# A transfer learning approach for automatic conflicts detection in software requirement sentence pairs based on dual encoders

**Authors:** Yizheng Wang, Tao Jiang, Jinyan Bai, Zhengbin Zou, Tiancheng Xue, Nan Zhang, Jie Luan

PMC · DOI: 10.1371/journal.pone.0344174 · 2026-03-12

## TL;DR

This paper introduces a new framework for detecting conflicts in software requirements using dual encoders and transfer learning, improving accuracy and cross-domain performance.

## Contribution

The novel framework combines dual encoders (SBERT and SimCSE) with a hybrid loss function and transfer learning to enhance conflict detection in software requirements.

## Key findings

- The framework achieves 4.9% to 12.1% improvement in macro-F1 and weighted-F1 under non-cross-domain conditions.
- It shows an average 6% enhancement in macro-F1 under optimal cross-domain scenarios.

## Abstract

Software Requirement Document (RD) typically contains tens of thousands of individual requirements, and ensuring consistency among these requirements is a critical prerequisite for the success of software engineering projects. Automated detection methods can significantly enhance efficiency and reduce costs; however, existing approaches still face several challenges, including low detection accuracy on imbalanced data, limited semantic extraction due to the use of a single encoder, and poor performance in cross-domain transfer learning.
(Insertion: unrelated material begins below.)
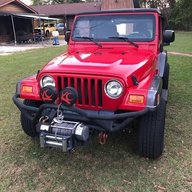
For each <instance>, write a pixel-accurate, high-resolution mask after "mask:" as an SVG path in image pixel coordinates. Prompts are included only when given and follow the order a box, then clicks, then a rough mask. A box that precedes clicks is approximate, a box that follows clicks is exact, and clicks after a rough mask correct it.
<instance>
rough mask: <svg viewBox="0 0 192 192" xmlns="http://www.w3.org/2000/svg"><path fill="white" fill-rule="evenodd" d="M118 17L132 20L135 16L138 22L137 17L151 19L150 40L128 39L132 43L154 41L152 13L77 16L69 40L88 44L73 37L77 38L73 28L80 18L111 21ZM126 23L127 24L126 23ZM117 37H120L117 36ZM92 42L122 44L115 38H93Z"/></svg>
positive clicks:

To address these issues, this paper proposes a Transferable Software Requirement Conflicts Detection Framework based on SBERT and SimSCE, termed TSRCDF-SS. First, the framework employs two independent encoders named Sentence-BERT (SBERT) and Simple Contrastive Sentence Embedding (SimCSE) to generate sentence embeddings for requirement pairs, followed by a six-element concatenation strategy. Furthermore, the classifier is enhanced by incorporating a two-layer fully connected, alongside a hybrid loss function optimization strategy for feedforward neural network (FFNN) that integrates a variant of Focal Loss, domain-specific constraints, and a confidence-based penalty term. Finally, the framework synergistically integrates sequential and cross-domain transfer learning. Experimental results demonstrate that, compared with other advanced classical methods, our framework achieves an improvement ranging from 4.9% to 12.1% in macro-F1 and weighted-F1 under non-cross-domain conditions, and an average enhancement of 6% in macro-F1 under optimal cross-domain scenarios.